Build fails with TypeScript errors. Don't modify the bundled package.json / tsconfig.json. Re-copy fresh from ${CLAUDE_PLUGIN_ROOT}/skills/os-mcp/reference/relay-mcp-server/.
/health returns 5xx. railway logs will name the missing env var (assertRequiredConfig lists what's missing on boot).
vault_relays returns "No relays accessible to this user". The signed-in Relay.md account doesn't own or belong to any relay. Have them create one in the Relay.md Obsidian plugin first.

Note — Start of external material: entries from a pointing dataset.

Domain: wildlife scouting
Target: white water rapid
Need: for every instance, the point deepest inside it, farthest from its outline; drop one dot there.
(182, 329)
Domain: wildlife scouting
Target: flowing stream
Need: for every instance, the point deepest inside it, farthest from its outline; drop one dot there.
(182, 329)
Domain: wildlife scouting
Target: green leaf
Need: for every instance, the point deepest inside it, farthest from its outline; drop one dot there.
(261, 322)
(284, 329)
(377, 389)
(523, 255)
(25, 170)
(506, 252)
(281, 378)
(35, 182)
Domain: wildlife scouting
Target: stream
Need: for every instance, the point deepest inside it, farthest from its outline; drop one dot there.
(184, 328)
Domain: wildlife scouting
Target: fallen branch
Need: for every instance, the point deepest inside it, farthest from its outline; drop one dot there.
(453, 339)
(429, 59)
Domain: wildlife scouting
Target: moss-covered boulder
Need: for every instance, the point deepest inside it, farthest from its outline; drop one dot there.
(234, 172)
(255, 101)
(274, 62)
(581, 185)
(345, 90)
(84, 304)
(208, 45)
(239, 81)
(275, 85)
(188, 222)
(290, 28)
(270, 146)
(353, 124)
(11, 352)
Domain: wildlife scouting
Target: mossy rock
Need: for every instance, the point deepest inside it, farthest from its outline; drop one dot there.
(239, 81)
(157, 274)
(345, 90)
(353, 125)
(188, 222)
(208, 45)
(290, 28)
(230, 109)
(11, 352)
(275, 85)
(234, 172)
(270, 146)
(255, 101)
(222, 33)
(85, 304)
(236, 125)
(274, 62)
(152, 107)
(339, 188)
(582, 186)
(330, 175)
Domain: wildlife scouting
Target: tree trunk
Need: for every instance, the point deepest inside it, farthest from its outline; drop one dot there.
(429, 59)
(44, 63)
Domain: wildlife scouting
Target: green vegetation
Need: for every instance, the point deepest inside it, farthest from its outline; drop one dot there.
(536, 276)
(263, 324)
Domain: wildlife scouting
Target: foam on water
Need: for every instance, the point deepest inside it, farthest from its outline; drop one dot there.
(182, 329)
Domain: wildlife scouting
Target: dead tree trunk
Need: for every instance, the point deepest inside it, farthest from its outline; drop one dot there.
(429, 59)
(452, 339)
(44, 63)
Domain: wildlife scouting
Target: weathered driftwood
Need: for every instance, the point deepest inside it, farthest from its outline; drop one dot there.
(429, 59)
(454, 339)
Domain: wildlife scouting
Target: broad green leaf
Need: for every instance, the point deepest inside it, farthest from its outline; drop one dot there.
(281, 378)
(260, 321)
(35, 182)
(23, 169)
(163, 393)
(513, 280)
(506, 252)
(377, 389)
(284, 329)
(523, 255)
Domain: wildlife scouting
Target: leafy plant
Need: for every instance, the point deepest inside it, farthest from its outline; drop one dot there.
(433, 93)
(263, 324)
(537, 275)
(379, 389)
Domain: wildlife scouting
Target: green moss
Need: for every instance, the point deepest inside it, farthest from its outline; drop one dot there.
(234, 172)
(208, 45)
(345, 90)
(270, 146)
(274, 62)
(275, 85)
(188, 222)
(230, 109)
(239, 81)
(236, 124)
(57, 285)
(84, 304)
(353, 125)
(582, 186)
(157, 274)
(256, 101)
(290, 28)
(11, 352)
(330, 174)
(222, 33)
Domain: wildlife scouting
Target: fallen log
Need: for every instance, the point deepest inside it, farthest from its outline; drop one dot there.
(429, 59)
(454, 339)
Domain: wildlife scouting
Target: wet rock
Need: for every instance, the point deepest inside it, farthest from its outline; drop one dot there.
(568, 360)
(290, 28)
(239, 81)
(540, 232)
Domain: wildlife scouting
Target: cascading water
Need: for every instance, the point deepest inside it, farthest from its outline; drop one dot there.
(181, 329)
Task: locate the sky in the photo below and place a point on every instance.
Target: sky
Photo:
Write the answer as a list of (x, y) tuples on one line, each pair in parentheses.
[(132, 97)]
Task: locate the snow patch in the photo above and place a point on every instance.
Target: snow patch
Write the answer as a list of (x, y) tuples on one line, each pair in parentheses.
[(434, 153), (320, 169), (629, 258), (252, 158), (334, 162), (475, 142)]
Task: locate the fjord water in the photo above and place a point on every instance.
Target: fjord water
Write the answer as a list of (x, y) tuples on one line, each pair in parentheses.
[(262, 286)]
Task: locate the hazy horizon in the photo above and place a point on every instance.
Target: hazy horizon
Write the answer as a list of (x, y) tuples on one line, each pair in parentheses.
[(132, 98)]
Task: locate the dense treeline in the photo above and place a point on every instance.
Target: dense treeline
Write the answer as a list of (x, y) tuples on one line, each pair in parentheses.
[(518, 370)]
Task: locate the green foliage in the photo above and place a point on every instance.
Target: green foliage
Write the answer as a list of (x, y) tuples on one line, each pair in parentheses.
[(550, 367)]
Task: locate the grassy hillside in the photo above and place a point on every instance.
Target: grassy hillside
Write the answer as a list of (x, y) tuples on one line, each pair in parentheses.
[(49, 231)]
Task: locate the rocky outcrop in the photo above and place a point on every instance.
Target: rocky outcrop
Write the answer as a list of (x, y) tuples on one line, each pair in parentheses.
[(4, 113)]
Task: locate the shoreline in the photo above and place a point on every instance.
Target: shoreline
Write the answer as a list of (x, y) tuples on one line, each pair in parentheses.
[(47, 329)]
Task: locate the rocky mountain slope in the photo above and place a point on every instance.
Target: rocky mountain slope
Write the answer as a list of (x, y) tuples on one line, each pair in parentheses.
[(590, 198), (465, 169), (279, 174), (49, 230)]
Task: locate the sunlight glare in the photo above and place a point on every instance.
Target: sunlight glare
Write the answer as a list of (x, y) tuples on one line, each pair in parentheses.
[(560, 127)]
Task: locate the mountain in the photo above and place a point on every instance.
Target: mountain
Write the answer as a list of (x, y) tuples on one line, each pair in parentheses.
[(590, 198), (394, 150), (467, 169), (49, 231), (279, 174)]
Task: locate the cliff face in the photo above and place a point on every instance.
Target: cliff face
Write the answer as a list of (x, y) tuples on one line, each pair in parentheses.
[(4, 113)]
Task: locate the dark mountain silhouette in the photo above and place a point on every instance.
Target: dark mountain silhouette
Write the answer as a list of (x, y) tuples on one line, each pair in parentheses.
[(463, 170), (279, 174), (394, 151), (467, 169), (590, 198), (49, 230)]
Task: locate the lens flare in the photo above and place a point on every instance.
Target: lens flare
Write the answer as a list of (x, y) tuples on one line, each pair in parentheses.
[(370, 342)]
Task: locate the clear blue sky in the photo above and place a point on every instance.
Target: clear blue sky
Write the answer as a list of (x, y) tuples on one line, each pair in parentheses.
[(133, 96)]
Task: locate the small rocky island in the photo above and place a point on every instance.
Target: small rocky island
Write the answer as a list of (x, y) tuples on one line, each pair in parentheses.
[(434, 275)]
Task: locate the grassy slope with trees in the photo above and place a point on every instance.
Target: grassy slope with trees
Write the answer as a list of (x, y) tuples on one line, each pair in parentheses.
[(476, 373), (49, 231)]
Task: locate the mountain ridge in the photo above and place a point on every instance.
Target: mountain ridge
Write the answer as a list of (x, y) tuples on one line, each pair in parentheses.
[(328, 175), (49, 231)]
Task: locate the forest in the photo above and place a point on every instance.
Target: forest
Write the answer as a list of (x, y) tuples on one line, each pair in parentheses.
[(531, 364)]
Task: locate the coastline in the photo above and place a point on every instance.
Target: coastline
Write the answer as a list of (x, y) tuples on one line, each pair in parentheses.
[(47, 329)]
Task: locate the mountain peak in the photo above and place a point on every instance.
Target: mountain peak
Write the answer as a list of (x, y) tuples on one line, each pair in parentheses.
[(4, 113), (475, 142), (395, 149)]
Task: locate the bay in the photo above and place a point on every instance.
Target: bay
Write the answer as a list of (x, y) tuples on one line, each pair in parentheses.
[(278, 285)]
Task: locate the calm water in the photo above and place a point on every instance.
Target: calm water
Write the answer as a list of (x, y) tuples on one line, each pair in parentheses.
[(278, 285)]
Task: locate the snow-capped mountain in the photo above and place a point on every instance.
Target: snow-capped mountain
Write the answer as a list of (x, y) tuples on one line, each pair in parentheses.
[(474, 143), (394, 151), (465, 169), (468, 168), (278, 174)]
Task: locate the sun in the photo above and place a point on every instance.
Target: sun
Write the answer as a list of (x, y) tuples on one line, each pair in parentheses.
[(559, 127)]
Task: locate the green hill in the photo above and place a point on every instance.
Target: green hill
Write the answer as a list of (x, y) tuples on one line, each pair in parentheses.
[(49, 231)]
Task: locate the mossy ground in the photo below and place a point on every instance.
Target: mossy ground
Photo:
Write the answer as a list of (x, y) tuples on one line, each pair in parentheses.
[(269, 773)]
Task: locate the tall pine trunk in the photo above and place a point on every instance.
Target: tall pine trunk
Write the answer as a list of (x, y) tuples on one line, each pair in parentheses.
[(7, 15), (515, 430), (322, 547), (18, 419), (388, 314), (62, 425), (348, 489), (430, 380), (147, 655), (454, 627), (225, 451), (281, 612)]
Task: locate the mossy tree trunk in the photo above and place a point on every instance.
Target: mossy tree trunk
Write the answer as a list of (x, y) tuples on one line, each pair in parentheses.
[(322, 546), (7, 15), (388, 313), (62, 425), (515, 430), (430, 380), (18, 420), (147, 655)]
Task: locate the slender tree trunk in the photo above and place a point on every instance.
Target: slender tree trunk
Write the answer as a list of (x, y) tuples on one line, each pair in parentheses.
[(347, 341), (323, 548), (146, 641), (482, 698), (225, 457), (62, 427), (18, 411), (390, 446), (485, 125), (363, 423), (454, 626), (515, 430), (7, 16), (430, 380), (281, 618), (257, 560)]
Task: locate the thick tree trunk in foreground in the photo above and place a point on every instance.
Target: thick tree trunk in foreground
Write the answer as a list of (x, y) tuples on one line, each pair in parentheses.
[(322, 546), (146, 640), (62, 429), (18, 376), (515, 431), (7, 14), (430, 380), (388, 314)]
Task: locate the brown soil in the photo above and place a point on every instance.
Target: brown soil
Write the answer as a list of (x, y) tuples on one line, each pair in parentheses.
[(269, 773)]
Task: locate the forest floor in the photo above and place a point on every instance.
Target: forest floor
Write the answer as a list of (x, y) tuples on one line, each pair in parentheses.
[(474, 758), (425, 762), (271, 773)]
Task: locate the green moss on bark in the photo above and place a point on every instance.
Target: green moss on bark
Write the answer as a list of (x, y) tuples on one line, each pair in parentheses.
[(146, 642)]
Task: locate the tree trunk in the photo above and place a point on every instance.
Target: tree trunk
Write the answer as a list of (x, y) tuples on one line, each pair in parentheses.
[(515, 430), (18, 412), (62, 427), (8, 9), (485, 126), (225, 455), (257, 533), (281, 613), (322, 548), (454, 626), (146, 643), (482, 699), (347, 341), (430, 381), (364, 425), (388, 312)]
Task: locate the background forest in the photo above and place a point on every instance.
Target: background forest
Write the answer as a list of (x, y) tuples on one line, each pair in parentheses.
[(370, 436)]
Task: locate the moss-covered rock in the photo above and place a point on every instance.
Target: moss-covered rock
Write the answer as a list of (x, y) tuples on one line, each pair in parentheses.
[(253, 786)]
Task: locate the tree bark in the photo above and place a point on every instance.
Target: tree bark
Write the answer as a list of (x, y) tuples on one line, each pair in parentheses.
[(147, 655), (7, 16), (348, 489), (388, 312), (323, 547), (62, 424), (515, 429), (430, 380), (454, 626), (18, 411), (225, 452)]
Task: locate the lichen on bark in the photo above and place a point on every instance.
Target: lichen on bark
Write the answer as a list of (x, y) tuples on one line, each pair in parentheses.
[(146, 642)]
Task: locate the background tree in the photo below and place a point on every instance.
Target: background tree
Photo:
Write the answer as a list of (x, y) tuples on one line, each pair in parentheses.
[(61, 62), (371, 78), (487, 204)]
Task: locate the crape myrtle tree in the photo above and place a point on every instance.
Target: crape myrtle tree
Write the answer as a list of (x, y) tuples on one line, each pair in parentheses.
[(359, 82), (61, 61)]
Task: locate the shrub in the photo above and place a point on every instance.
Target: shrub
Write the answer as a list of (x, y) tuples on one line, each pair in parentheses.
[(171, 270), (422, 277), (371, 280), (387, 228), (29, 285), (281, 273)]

vault_folders returns empty but vault_relays shows the vault. Folders are stored in the shared_folders PocketBase collection — the user may not have any folders in that relay yet, or the active relay isn't the one they meant. Check vault_relays output for the active marker.
OAuth sign-in loops. PUBLIC_URL doesn't match the actual Railway domain. Re-run Step 5.
Want to gate access to specific emails. railway variables --set "ALLOWED_EMAILS=email1@x.com,email2@x.com" then redeploy.
Want to start over. railway down to tear down, then re-run from Step 3.